This ride is fun for the whole family! Travel as a rum-runner in a four person car from the "harbor" to the docks, late at night. From here, the guests will exit one cart and enter another, becoming the bootlegger, transporting shipments to the speakeasies in upper Manhattan. With the ability to play against others, up to four teams can play at one time, with multiple tracks for each team to travel on. Each team can have up to four members and each cart is affixed with four pump action shotguns that shoot invisible lasers towards targets. Each cart has a certain, specified, amount of "shipment" that needs to be transferred to a speakeasy. While traveling in the cart, be careful of cops and other bootleggers, they can arrest you or steal your revenue! Make sure to shoot your opponents to cause them to spin out of control and shoot the cops to not get behind! If a team is caught by a cop, the cart is stopped for two seconds and some of the shipment will be taken while the other teams can travel on ahead. Whichever team reaches Beckett's "Market" with the highest amount of their shipment intact wins!
Known as "rum-running" and "bootlegging", smugglers would secretly transport alcohol to the states during the era of the prohibition. Specifically, "rum-running" refered to the act of secretly transporting alcohol across the water, for example smuggling cheap Caribbean rum to speakeasies on the east coast. However, given how cheap rum is, smugglers turned to "bootlegging", transporting over land, Canadian whiskey, French champagne, and English gin to the major cities. In New York, Chicago, and Boston, through hidden speakeasies, the smuggling ring was a humongous business that created large amounts of profits. In single trips, it was reported that ships transferred $200,000 of confiscated goods per run. This continued throughout the entire Prohibition, and even if some smugglers were arrested, the empire was too large for a complete takedown.

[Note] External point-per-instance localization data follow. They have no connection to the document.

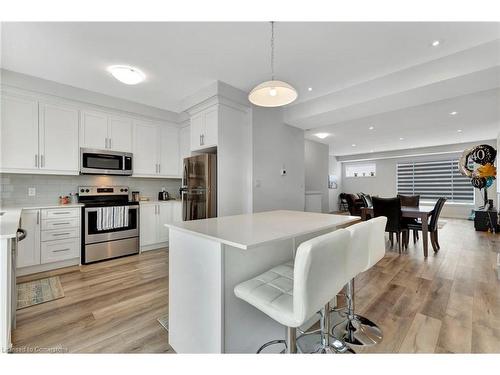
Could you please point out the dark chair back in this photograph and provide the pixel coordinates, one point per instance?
(433, 225)
(390, 208)
(409, 200)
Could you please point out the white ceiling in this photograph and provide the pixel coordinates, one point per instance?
(347, 64)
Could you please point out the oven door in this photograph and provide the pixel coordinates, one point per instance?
(93, 235)
(105, 162)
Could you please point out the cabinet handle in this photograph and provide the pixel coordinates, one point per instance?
(59, 250)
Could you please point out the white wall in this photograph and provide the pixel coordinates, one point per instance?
(316, 165)
(335, 169)
(384, 183)
(277, 145)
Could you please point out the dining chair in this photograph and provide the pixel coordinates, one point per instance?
(391, 208)
(433, 224)
(410, 201)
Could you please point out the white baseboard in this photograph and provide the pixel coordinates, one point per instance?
(155, 246)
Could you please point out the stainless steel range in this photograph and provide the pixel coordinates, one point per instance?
(110, 223)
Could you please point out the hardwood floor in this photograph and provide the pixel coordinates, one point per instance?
(109, 307)
(447, 303)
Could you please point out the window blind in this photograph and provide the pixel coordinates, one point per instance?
(434, 179)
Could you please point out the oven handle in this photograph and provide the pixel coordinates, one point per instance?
(94, 209)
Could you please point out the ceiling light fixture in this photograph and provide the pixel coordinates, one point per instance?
(321, 135)
(272, 93)
(127, 74)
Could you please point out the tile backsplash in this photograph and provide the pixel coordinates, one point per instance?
(14, 187)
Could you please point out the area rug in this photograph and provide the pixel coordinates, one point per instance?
(163, 320)
(38, 291)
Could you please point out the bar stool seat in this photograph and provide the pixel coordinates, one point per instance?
(271, 293)
(293, 292)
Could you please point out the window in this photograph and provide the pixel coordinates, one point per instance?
(361, 170)
(434, 179)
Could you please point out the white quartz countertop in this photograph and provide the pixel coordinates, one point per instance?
(9, 220)
(251, 230)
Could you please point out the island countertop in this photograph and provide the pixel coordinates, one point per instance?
(251, 230)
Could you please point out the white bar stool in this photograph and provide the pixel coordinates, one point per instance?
(293, 292)
(368, 247)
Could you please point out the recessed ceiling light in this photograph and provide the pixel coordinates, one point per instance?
(321, 135)
(127, 74)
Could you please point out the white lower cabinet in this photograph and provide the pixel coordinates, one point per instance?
(53, 235)
(153, 216)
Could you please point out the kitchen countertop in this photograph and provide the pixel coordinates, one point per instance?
(9, 220)
(251, 230)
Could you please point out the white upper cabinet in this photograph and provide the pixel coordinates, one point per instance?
(103, 131)
(58, 143)
(146, 153)
(94, 130)
(169, 151)
(19, 134)
(120, 131)
(204, 129)
(184, 146)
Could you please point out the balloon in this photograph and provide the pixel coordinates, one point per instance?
(478, 182)
(483, 154)
(489, 181)
(463, 163)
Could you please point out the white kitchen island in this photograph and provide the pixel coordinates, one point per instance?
(207, 258)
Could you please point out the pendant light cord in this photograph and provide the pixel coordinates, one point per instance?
(272, 50)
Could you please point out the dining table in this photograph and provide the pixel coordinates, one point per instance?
(421, 212)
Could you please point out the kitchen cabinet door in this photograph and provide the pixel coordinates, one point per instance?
(165, 216)
(59, 150)
(211, 126)
(94, 130)
(145, 148)
(197, 125)
(169, 151)
(19, 139)
(184, 146)
(148, 224)
(28, 250)
(120, 131)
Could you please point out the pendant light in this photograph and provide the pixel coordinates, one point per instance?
(272, 93)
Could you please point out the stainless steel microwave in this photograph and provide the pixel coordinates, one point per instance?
(105, 162)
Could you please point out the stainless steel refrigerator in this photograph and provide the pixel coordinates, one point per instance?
(199, 190)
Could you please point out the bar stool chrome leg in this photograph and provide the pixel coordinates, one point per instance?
(356, 330)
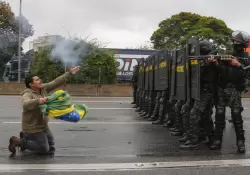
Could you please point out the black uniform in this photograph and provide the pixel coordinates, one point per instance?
(202, 108)
(231, 84)
(134, 82)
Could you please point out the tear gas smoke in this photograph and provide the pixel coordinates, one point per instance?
(9, 36)
(70, 52)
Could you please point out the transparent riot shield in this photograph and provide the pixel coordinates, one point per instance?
(151, 72)
(193, 50)
(146, 74)
(162, 70)
(178, 76)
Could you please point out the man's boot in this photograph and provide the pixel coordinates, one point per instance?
(218, 136)
(159, 121)
(240, 137)
(22, 135)
(184, 138)
(190, 145)
(14, 142)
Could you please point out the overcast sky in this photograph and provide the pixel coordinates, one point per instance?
(119, 23)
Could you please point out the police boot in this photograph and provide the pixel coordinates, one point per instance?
(217, 142)
(146, 116)
(173, 128)
(190, 144)
(184, 138)
(138, 109)
(153, 118)
(178, 127)
(168, 124)
(143, 113)
(135, 106)
(177, 131)
(159, 121)
(240, 136)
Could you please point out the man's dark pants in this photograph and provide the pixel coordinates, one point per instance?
(41, 142)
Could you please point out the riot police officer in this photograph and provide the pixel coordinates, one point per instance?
(231, 84)
(200, 112)
(134, 81)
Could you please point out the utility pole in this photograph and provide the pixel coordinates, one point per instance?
(19, 42)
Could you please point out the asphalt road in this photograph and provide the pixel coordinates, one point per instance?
(113, 139)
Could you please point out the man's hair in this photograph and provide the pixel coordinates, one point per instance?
(28, 80)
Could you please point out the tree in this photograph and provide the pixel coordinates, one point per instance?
(174, 32)
(9, 28)
(87, 54)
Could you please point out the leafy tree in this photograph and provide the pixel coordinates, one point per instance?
(91, 58)
(9, 28)
(174, 32)
(43, 66)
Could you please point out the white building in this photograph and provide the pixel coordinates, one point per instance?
(43, 41)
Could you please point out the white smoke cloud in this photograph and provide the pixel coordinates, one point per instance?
(70, 52)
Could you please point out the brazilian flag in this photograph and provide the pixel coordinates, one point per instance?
(59, 106)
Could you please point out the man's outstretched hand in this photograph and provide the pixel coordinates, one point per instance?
(74, 69)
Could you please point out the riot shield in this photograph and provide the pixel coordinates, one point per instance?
(146, 74)
(178, 76)
(193, 51)
(162, 70)
(151, 72)
(170, 58)
(141, 74)
(156, 72)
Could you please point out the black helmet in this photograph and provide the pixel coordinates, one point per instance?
(241, 36)
(205, 47)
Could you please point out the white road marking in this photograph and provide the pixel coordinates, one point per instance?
(100, 101)
(112, 108)
(86, 123)
(94, 97)
(123, 166)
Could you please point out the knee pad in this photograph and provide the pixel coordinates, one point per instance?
(44, 148)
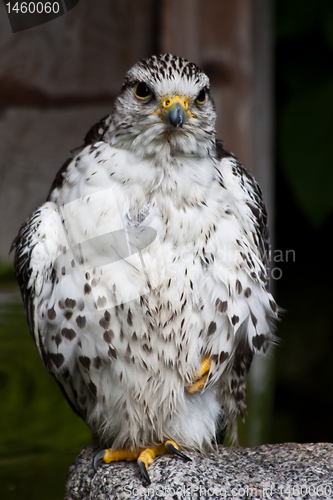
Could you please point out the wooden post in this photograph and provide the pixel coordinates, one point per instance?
(232, 42)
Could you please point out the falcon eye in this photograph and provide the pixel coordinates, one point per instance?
(142, 91)
(201, 97)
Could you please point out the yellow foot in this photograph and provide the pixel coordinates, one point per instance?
(144, 456)
(200, 376)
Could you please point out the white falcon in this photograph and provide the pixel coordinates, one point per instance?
(145, 273)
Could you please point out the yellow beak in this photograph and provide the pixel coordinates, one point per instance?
(174, 110)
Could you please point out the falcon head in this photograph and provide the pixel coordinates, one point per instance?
(164, 107)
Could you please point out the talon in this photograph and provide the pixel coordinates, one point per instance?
(173, 448)
(200, 377)
(98, 456)
(144, 471)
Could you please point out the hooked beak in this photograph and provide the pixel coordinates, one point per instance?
(174, 110)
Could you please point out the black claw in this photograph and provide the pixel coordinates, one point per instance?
(98, 455)
(144, 471)
(174, 450)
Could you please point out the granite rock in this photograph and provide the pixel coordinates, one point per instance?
(281, 471)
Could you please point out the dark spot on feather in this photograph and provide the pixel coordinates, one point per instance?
(239, 287)
(58, 339)
(92, 388)
(101, 302)
(234, 319)
(221, 305)
(85, 361)
(223, 356)
(70, 303)
(273, 305)
(68, 333)
(97, 362)
(129, 318)
(258, 341)
(105, 321)
(211, 328)
(112, 352)
(108, 336)
(51, 314)
(254, 319)
(57, 359)
(81, 321)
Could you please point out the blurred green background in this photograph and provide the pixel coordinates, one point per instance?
(40, 435)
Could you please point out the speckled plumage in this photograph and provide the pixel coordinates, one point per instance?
(150, 253)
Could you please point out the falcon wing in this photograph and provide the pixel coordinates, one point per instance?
(36, 248)
(94, 135)
(250, 211)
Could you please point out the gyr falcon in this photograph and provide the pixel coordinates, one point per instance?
(145, 273)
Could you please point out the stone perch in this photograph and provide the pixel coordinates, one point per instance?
(282, 471)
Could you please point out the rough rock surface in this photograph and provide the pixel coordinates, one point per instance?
(282, 471)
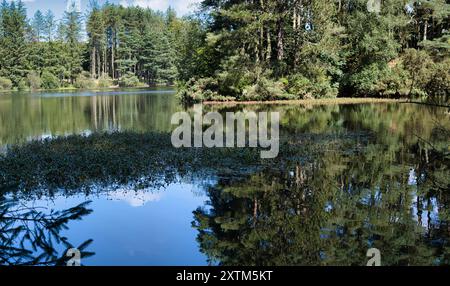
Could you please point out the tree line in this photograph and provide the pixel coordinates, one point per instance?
(263, 49)
(109, 45)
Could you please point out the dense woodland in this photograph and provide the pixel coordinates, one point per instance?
(236, 49)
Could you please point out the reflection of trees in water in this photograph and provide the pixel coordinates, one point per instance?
(28, 236)
(33, 117)
(331, 212)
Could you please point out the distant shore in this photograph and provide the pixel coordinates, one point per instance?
(323, 101)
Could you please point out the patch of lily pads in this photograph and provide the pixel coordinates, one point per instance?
(78, 162)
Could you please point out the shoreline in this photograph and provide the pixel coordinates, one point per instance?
(324, 101)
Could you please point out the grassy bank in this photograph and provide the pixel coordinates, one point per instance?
(323, 101)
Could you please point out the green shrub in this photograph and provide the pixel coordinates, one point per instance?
(84, 81)
(265, 89)
(439, 85)
(237, 74)
(129, 80)
(366, 82)
(49, 81)
(5, 83)
(299, 86)
(34, 80)
(105, 82)
(198, 90)
(22, 85)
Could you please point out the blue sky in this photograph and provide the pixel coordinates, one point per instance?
(182, 7)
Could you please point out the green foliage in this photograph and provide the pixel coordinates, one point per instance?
(105, 82)
(34, 81)
(265, 89)
(49, 80)
(5, 83)
(439, 84)
(129, 80)
(198, 90)
(84, 81)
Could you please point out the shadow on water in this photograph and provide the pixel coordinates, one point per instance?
(348, 178)
(30, 236)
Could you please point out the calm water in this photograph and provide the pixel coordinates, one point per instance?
(378, 176)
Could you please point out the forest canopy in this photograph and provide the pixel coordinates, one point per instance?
(236, 49)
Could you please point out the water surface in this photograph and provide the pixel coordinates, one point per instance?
(368, 175)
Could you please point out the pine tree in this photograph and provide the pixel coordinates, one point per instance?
(38, 26)
(13, 41)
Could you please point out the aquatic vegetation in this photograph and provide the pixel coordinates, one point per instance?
(143, 159)
(29, 236)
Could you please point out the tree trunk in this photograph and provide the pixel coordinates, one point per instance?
(93, 61)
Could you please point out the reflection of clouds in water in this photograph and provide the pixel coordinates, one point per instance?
(135, 198)
(412, 180)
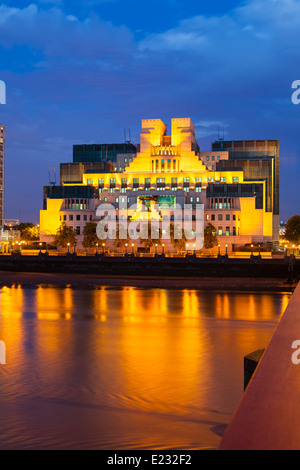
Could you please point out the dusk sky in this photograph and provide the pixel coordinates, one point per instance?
(81, 72)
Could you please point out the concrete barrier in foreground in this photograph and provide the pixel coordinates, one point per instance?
(268, 416)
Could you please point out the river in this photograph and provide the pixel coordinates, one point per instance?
(126, 368)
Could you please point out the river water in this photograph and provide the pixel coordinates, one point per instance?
(126, 368)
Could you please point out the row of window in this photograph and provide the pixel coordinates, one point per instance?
(221, 231)
(220, 217)
(210, 179)
(212, 158)
(78, 218)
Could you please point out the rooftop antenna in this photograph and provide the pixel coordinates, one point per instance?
(53, 181)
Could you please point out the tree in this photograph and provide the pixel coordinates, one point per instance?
(65, 235)
(29, 231)
(179, 243)
(121, 242)
(90, 238)
(292, 233)
(146, 235)
(210, 238)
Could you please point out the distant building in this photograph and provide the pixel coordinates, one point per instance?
(239, 190)
(2, 162)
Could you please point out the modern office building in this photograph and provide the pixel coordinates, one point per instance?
(169, 170)
(101, 153)
(2, 161)
(259, 160)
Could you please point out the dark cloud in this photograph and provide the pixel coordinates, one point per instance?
(75, 80)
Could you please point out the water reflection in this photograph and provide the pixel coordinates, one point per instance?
(128, 367)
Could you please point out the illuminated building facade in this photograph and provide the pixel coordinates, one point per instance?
(167, 169)
(2, 161)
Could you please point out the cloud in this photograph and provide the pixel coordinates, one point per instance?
(85, 79)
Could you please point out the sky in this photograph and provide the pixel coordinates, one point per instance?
(81, 72)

In modern day, smuggling of alcohol still exists even after the end of the Prohibition. In the US the trade runs wild on the black market, just a few years ago, Virginia reported that it lost $20 million to smuggled moonshine in one year, wine industry experts calculate that roughly 20% of all wine sold worldwide are counterfeits, and up until the late 1970s, rum-runners continued in the Appalachian Region of the United States.